A Perturbadora Invisibilidade das Pessoas com Deficiência nas enchentes do Rio Grande do Sul

Por Beto Pereira*

Enquanto as manchetes ecoam as perdas materiais e as vidas perdidas nas enchentes que assolam o Rio Grande do Sul, o segmento das pessoas com deficiência clama por visibilidade e atenção.

Em meio ao caos das águas que inundam ruas e lares de muitos municípios, a invisibilidade desses indivíduos diante das tragédias naturais é gritante. A mídia e as redes sociais repercutem as perdas de carros, móveis e vidas humanas, assim como as perdas de animais, além, é claro, das milhares de pessoas desabrigadas e desalojadas.

Em um cenário de tais proporções, é evidente que toda perda deve ser considerada e lamentada. Ocorre que enquanto as câmeras captam os destroços e os rostos aflitos dos sobreviventes, a realidade dos cidadãos com deficiência não é sequer mencionada na maioria absoluta dos noticiários.

As políticas públicas e outras ações para enfrentar as consequências da tragédia em nossos segmentos são mínimas ou, em alguns casos, inexistentes. Contamos majoritariamente com iniciativas de nossas entidades, de voluntários e de outras pessoas solidárias conosco.

Se as catástrofes representam um grande desafio para todas as pessoas, para aquelas com alguma deficiência o desafio é ainda maior. Ruas alagadas se transformam em verdadeiros labirintos intransponíveis onde a falta de acessibilidade e de informações acessíveis coloca vidas em risco iminente.

Sem avisos sonoros, sem guias táteis, sem rampas e guias rebaixadas e comumente sem acessibilidade e suporte adequado nos abrigos e alojamentos, a maioria das pessoas com deficiência enfrenta uma batalha muitas vezes solitária.

Além de perder suas casas, muitos também perderam bengalas, óculos, lupas, muletas e outros recursos imprescindíveis para a acessibilidade e dignidade. Para agravar a situação, entidades especializadas nas demandas dessa parcela da população foram completamente destruídas e aquelas que resistiram tentam auxiliar no que podem, contando com ajudas esporádicas de alguns órgãos públicos, de instituições parceiras, da sociedade, inclusive das próprias pessoas com deficiência em condições de auxiliar.

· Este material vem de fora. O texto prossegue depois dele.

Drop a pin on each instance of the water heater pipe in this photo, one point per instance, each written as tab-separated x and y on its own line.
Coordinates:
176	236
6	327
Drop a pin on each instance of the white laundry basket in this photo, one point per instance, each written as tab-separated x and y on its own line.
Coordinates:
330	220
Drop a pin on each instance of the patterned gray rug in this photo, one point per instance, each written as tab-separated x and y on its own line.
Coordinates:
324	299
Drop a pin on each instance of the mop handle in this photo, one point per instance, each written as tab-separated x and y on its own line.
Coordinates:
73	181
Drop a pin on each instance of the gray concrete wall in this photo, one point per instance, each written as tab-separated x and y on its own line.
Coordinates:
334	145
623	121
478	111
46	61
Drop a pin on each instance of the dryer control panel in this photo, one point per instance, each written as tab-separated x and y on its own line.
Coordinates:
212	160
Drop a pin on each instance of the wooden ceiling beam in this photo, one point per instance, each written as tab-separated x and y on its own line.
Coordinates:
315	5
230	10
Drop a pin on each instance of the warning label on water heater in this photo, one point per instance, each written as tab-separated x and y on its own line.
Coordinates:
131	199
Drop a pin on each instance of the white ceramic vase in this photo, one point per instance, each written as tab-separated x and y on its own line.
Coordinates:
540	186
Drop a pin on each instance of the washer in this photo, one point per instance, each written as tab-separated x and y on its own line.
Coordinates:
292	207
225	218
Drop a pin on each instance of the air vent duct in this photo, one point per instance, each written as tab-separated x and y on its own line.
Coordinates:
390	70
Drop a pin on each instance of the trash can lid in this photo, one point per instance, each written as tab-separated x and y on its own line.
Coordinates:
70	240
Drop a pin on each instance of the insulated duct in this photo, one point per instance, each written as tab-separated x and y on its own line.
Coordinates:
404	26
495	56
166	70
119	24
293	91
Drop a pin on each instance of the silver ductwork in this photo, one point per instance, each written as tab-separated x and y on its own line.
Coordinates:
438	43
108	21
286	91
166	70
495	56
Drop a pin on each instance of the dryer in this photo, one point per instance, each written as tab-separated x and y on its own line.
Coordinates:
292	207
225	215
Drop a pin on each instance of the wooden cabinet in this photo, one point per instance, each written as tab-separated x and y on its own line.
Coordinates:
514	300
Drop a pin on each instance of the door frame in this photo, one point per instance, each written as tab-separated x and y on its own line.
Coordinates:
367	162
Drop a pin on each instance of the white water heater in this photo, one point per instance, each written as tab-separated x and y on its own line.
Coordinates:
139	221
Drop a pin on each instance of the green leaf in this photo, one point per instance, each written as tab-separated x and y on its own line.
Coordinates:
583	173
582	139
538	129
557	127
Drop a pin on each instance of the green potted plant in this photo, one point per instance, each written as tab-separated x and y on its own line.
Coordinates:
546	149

Lembremos que a culpada pela catástrofe não é a natureza. A tragédia é causada pela ação humana, pelo negacionismo de muitos que ignoram os dados científicos e pela falta de políticas adequadas, assim como longe de ser culpa do acaso, a ausência de um planejamento adequado para resgatar, acolher e atender pessoas em situação de maior vulnerabilidade é consequência da ausência de uma política de colocar em prática estratégias de como atuar no resgate, no acolhimento e no atendimento de pessoas nessas condições.

Também é importante lembrar que, de acordo com a Convenção Sobre os Direitos das Pessoas com Deficiência, que possui status de emenda constitucional no Brasil, “em situações de risco, emergência ou estado de calamidade pública, a pessoa com deficiência será considerada vulnerável, devendo o poder público adotar medidas para sua proteção e segurança”.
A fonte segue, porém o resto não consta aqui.